* [PATCH v2] perf/core: Fix missing wakeup when waiting for context reference
@ 2024-04-18 8:03 Haifeng Xu
2024-04-18 10:03 ` Frederic Weisbecker
0 siblings, 1 reply; 3+ messages in thread
From: Haifeng Xu @ 2024-04-18 8:03 UTC (permalink / raw)
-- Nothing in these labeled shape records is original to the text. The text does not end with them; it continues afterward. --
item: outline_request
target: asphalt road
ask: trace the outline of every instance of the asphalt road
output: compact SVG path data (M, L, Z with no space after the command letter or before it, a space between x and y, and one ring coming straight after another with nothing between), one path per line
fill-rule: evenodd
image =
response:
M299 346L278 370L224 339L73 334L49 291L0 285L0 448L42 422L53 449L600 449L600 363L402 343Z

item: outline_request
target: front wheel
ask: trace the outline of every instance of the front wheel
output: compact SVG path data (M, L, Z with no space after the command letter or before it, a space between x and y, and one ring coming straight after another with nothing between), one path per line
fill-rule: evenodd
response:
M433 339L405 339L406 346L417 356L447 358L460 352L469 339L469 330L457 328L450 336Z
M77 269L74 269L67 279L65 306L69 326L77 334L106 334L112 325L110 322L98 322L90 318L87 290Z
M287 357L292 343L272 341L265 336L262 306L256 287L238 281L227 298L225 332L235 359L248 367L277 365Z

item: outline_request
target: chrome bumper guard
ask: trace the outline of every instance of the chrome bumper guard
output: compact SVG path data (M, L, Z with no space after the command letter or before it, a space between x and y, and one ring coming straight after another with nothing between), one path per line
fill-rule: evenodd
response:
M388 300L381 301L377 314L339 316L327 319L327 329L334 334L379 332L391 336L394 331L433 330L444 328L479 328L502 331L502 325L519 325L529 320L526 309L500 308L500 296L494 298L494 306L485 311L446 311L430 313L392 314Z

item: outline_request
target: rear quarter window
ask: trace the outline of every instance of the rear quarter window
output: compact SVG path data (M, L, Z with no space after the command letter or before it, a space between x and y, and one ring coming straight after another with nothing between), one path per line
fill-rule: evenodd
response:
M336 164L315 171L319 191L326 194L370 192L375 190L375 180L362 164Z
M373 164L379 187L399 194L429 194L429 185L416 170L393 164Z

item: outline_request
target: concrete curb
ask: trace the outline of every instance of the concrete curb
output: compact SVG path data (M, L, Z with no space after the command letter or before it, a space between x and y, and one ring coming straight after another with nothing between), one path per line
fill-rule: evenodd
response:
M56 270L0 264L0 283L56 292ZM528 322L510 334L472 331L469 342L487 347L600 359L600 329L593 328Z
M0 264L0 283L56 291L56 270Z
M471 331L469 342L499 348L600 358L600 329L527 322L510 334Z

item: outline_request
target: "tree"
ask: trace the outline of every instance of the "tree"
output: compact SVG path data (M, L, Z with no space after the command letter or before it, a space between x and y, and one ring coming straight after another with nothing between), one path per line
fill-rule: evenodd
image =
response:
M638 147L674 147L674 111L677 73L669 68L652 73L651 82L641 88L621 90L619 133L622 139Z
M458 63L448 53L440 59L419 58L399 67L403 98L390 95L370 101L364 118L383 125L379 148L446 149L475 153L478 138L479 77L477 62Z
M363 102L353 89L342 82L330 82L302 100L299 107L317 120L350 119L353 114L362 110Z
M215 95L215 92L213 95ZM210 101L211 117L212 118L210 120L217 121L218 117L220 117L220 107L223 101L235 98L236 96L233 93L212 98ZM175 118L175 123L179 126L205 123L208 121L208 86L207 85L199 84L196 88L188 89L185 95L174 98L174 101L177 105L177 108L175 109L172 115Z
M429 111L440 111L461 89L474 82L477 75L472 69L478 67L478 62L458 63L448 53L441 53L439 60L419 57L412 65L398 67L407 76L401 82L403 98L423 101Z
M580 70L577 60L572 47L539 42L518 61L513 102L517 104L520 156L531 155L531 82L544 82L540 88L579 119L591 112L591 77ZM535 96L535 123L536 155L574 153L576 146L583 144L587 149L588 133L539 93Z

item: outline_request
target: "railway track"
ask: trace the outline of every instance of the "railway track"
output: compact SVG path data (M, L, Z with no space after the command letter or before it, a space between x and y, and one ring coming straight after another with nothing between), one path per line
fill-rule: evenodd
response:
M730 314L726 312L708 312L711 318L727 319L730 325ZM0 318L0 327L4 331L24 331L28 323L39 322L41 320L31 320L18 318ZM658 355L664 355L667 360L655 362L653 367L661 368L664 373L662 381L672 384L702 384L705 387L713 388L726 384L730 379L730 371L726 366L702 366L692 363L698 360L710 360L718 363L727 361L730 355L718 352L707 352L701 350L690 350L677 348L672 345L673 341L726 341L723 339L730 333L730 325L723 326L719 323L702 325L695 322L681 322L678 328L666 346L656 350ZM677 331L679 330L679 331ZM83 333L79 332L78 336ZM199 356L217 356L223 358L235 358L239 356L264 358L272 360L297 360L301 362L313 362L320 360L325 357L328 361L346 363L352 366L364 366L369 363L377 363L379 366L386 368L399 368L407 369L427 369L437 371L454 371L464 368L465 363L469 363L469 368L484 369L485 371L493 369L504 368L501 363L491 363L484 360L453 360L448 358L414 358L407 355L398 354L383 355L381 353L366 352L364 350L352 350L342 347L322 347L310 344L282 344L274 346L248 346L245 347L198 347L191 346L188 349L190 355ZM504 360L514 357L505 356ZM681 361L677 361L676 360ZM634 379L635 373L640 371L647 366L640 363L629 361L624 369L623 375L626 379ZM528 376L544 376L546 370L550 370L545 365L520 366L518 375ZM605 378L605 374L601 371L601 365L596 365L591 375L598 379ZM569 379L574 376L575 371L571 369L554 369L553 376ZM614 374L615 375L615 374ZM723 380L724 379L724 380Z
To: peterz, mingo, frederic
Cc: acme, mark.rutland, alexander.shishkin, jolsa, namhyung, irogers,
adrian.hunter, linux-perf-users, linux-kernel, Haifeng Xu
In our production environment, we found many hung tasks which are
blocked for more than 18 hours. Their call traces are like this:
[346278.191038] __schedule+0x2d8/0x890
[346278.191046] schedule+0x4e/0xb0
[346278.191049] perf_event_free_task+0x220/0x270
[346278.191056] ? init_wait_var_entry+0x50/0x50
[346278.191060] copy_process+0x663/0x18d0
[346278.191068] kernel_clone+0x9d/0x3d0
[346278.191072] __do_sys_clone+0x5d/0x80
[346278.191076] __x64_sys_clone+0x25/0x30
[346278.191079] do_syscall_64+0x5c/0xc0
[346278.191083] ? syscall_exit_to_user_mode+0x27/0x50
[346278.191086] ? do_syscall_64+0x69/0xc0
[346278.191088] ? irqentry_exit_to_user_mode+0x9/0x20
[346278.191092] ? irqentry_exit+0x19/0x30
[346278.191095] ? exc_page_fault+0x89/0x160
[346278.191097] ? asm_exc_page_fault+0x8/0x30
[346278.191102] entry_SYSCALL_64_after_hwframe+0x44/0xae
The task was waiting for the refcount become to 1, but from the vmcore,
we found the refcount has already been 1. It seems that the task didn't
get woken up by perf_event_release_kernel() and got stuck forever. The
below scenario may cause the problem.
Thread A Thread B
... ...
perf_event_free_task perf_event_release_kernel
...
acquire event->child_mutex
...
get_ctx
... release event->child_mutex
acquire ctx->mutex
...
perf_free_event (acquire/release event->child_mutex)
...
release ctx->mutex
wait_var_event
acquire ctx->mutex
acquire event->child_mutex
# move existing events to free_list
release event->child_mutex
release ctx->mutex
put_ctx
... ...
In this case, all events of the ctx have been freed, so we couldn't
find the ctx in free_list and Thread A will miss the wakeup. It's thus
necessary to add a wakeup after dropping the reference.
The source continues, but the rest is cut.